El primer terrorista que conocí personalmente fue mi amigo de la infancia Jorge T., en el barrio porteño de Belgrano.
Jorge T. estaba perdidamente enamorado de Gracielita, una rubia esquiva que alimentaba el ego de Jorge T. con la pasión de quien le tira maíz a las gallinas.
Hasta que Gracielita debió cansarse del inocente pero cargoso asedio de Jorge T. y le dijo, con un mohín de desprecio que debió copiar de alguna peli de Gloria Swanson, que no iba más, se acabó, finish.

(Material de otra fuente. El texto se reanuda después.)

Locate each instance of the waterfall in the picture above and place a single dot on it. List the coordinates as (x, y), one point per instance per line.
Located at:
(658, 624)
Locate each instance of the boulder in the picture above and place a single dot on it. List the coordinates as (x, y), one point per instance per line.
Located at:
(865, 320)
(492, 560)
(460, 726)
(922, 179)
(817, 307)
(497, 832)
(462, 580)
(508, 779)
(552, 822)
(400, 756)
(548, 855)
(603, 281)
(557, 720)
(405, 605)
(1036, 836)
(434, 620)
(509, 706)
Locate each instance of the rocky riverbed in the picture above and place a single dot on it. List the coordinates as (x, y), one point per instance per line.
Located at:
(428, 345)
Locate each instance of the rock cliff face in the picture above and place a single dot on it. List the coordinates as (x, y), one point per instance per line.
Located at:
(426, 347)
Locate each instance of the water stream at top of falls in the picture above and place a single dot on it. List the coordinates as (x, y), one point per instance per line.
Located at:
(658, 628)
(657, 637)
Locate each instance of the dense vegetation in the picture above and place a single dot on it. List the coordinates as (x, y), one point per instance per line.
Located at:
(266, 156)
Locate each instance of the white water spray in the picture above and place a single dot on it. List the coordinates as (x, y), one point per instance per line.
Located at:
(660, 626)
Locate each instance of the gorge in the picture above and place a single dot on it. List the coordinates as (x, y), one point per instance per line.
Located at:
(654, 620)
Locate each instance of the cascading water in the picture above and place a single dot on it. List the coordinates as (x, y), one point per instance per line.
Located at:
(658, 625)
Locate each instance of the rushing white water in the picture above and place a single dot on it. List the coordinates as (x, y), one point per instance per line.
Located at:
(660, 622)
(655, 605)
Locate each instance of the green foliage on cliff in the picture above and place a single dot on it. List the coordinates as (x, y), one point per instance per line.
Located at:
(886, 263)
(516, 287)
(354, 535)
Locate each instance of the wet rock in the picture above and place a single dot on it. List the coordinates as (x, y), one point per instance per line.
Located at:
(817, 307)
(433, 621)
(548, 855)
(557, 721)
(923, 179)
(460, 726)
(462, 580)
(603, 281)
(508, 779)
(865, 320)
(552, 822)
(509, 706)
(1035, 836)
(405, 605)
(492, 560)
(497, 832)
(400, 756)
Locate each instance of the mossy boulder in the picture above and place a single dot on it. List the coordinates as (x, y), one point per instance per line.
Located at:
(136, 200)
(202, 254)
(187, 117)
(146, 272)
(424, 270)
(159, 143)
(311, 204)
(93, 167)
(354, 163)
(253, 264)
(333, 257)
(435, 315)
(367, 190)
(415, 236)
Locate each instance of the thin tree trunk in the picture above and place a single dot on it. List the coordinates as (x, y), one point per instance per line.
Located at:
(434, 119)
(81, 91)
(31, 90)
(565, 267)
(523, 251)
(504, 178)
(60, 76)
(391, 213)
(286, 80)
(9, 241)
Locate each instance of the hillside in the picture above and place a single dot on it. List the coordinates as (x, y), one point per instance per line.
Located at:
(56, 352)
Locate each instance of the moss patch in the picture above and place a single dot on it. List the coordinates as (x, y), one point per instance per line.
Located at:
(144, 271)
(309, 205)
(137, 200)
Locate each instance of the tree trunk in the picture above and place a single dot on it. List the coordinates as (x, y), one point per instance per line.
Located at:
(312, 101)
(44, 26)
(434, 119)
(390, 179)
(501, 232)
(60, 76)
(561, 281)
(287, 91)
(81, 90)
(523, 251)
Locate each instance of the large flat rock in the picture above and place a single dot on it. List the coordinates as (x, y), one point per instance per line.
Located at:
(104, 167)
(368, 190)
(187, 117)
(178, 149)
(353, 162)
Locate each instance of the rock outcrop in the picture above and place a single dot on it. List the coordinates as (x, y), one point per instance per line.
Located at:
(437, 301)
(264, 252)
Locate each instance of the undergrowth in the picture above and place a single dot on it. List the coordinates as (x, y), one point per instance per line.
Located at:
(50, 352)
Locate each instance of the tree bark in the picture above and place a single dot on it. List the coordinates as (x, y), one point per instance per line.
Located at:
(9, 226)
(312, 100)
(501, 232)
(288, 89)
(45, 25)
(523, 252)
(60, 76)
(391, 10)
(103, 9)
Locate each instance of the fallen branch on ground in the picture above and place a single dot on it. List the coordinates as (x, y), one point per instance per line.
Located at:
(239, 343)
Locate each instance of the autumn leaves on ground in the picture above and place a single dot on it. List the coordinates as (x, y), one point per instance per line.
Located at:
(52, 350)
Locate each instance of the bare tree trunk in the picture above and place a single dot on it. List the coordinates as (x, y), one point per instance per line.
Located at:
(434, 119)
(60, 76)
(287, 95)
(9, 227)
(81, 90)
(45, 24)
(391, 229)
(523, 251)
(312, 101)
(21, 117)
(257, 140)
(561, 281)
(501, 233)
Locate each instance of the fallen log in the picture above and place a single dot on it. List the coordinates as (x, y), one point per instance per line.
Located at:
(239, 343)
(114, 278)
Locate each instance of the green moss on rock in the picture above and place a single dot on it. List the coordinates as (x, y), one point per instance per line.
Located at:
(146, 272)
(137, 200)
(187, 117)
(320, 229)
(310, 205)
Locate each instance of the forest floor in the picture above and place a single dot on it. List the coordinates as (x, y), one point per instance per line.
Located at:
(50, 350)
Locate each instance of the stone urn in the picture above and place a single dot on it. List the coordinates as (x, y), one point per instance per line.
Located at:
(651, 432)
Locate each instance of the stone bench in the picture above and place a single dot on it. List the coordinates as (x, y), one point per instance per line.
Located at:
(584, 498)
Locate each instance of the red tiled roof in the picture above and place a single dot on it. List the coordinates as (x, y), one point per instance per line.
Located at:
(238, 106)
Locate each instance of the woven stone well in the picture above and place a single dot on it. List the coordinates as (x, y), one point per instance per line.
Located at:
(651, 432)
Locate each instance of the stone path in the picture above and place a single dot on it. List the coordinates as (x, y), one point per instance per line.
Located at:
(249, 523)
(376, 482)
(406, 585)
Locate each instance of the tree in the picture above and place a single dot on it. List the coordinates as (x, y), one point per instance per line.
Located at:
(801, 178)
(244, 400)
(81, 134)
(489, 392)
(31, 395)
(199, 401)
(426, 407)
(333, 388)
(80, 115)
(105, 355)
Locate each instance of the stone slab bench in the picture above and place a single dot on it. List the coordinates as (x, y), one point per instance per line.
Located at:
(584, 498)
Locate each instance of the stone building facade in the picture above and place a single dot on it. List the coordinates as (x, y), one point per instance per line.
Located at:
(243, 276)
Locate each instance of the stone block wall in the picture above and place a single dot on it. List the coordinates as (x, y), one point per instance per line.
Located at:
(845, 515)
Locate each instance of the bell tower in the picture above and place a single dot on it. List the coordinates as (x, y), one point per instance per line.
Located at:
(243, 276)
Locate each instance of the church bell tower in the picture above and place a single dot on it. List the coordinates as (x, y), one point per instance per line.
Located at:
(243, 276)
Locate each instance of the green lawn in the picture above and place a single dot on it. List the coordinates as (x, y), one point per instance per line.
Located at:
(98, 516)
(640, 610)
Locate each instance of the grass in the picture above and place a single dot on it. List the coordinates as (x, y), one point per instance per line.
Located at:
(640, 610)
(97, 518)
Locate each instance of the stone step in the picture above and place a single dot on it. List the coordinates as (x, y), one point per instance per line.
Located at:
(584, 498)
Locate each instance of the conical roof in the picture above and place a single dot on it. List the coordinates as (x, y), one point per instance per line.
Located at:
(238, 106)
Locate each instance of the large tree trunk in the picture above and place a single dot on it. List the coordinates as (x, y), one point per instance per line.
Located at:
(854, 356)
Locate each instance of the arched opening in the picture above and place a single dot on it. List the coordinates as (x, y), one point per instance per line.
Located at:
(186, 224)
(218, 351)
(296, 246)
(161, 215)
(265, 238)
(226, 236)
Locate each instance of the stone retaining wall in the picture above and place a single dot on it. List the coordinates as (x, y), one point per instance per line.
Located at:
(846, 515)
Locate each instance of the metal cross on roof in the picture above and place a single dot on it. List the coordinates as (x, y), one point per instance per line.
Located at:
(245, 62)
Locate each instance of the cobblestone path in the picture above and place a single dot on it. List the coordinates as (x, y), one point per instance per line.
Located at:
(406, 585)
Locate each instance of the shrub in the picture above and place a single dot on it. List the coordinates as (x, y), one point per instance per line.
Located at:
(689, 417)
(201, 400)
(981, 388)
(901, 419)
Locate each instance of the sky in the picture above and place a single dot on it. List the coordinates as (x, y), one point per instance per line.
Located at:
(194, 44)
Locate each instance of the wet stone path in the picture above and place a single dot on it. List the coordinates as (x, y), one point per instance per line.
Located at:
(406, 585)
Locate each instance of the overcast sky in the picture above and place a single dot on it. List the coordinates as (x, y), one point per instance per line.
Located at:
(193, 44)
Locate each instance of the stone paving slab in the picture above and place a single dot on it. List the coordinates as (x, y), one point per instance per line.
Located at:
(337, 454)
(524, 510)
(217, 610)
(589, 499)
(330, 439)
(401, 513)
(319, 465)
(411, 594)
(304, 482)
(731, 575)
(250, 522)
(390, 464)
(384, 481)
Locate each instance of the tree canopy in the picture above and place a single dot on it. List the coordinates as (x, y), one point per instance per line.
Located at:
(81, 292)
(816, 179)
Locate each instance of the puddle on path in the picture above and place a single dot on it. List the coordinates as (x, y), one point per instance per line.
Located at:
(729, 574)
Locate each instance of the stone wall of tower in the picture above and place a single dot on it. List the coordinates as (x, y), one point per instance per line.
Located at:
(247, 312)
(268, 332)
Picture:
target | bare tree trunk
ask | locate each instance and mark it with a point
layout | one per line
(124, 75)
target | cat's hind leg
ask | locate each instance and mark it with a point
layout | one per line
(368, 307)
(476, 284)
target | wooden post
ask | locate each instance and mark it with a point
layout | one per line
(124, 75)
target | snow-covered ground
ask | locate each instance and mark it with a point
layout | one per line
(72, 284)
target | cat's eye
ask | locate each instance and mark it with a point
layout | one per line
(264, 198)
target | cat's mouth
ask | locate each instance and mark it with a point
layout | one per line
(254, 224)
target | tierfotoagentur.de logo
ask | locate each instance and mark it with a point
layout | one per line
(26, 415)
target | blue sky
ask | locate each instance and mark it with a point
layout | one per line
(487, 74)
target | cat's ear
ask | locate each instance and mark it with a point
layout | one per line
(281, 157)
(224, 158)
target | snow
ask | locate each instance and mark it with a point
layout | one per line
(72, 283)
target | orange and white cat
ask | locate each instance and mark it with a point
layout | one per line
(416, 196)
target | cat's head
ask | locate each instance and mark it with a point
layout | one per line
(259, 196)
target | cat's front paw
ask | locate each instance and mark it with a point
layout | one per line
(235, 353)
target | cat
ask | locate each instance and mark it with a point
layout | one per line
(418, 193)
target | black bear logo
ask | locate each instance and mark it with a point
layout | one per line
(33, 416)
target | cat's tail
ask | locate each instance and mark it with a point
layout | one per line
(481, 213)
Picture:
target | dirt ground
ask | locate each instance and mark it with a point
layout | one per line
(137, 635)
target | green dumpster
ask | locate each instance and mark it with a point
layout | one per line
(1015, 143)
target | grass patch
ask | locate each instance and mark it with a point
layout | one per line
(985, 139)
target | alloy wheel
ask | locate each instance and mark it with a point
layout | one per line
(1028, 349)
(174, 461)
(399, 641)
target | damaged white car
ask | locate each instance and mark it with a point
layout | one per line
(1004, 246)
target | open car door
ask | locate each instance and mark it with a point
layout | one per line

Desairado, más bien furioso, Jorge T. se proveyó una tarde de media docena de tabletas de clorato de potasio y una barra de azufre, molió con delicadeza de artesano joyero ambas sustancias y las introdujo en un tubo vacío de Redoxón, tradicional medicamento del laboratorio Roche para prevenir resfriados.
Concluida su tarea, introdujo el tubo en el buzón postal de la soberbia casa en la que vivía Gracielita –sus viejos eran unos ricachones advenedizos y se hacían notar en aquel barrio de clase media post peronista. Encendió la mecha de la que había provisto al tubo de Redoxón y se alejó con cara de boludo, caminando –la mecha era lo bastante larga para darle tiempo a buscar una buena ubicación –mi casa- que le permitiera disfrutar de su obra.
La explosión hizo vibrar los cristales de las ventanas de mi casa, a una cuadra de la de la pérfida rubia. No había transcurrido un minuto cuando unos gritos de mujer entrada en años sucedieron al estallido del tubo en el buzón: era la abuela de Gracielita que corría por el medio de la calle del barrio, gritando “terroristas, terroristas”.
Pese a haberse destruido, diría que el buzón de correos quedó entero si lo comparo con los escombros de nuestros infantiles cuerpos después del estallido de risa que no pudimos sofocar ni cuando por fin llegó un vigilante y abrazó a la vieja –perdón, a la abuela de Gracielita- para que dejara de gritar.